This repository contains the develompent of classification models for recognizing emotions in speech based on prosody (intonation, rythm, stress, etc.). The data used is the emoUERJ open dataset. The Jupyter Notebooks detail several methods of feature extraction, tested on a Support Vector Machine classifier and a custom Deep Learning model built with Keras.
- Python 3.9
- Dataset emoUERJ
Repository installation
git clone https://github.com/gustavo-fardo/speech-emotion-ptbr
cd ./speech-emotion-ptbr
Create a python virtual environment (recommended):
sudo apt install python3.9
sudo apt install virtualenv
python3.9 -m virtualenv .venv --python=$(which python3.9)

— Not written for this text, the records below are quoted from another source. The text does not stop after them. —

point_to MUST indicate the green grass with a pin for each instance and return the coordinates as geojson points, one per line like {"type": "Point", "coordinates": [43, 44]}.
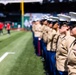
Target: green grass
{"type": "Point", "coordinates": [24, 61]}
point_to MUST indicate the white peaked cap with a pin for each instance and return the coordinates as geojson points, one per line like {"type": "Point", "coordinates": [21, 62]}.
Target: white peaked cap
{"type": "Point", "coordinates": [63, 17]}
{"type": "Point", "coordinates": [53, 18]}
{"type": "Point", "coordinates": [73, 16]}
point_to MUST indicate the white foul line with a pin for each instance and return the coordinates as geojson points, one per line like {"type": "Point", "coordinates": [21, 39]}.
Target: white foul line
{"type": "Point", "coordinates": [5, 54]}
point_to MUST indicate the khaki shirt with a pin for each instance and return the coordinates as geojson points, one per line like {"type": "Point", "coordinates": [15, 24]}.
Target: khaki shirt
{"type": "Point", "coordinates": [62, 52]}
{"type": "Point", "coordinates": [54, 41]}
{"type": "Point", "coordinates": [38, 30]}
{"type": "Point", "coordinates": [45, 32]}
{"type": "Point", "coordinates": [72, 59]}
{"type": "Point", "coordinates": [49, 39]}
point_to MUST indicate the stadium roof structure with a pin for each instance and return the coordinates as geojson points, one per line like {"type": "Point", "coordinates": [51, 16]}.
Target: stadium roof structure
{"type": "Point", "coordinates": [19, 1]}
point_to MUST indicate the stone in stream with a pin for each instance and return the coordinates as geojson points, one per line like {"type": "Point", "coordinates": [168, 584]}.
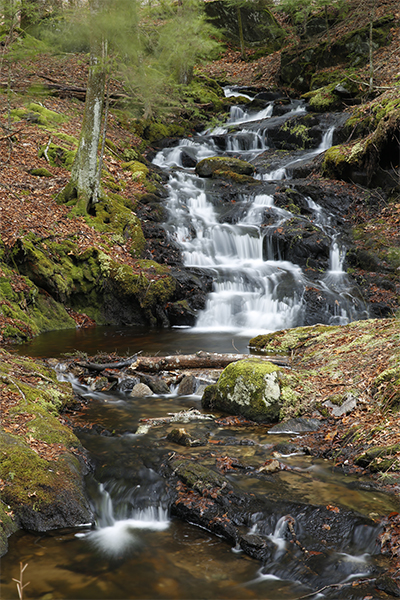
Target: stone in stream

OBS: every time you open a new terminal, activate the virtual environment with the command:
source .venv/bin/activate
Deactivate it with:
deactivate
To reproduce results, dowloading emoUERJ is needed, and then to put it inside /datasets folder
The data augmentation methods, using the Audiomentations library, were used to triple the size of the dataset, and are the following:
- Gaussian Noise with random amplification between 0.001 and 0.01
- Time Stretch between 0.8 and 1.24 times
- Pitch Shift with random semitone variation of -2 to 2
The data augmentation process is detailed in feat_extract.ipynb and feat_extract2.ipynb.
The feature extraction methods tested on emoUERJ are documented in the feat_extract.ipynb and feat_extract2.ipynb, with the following:
- TSFEL library (too slow, not tested with the models)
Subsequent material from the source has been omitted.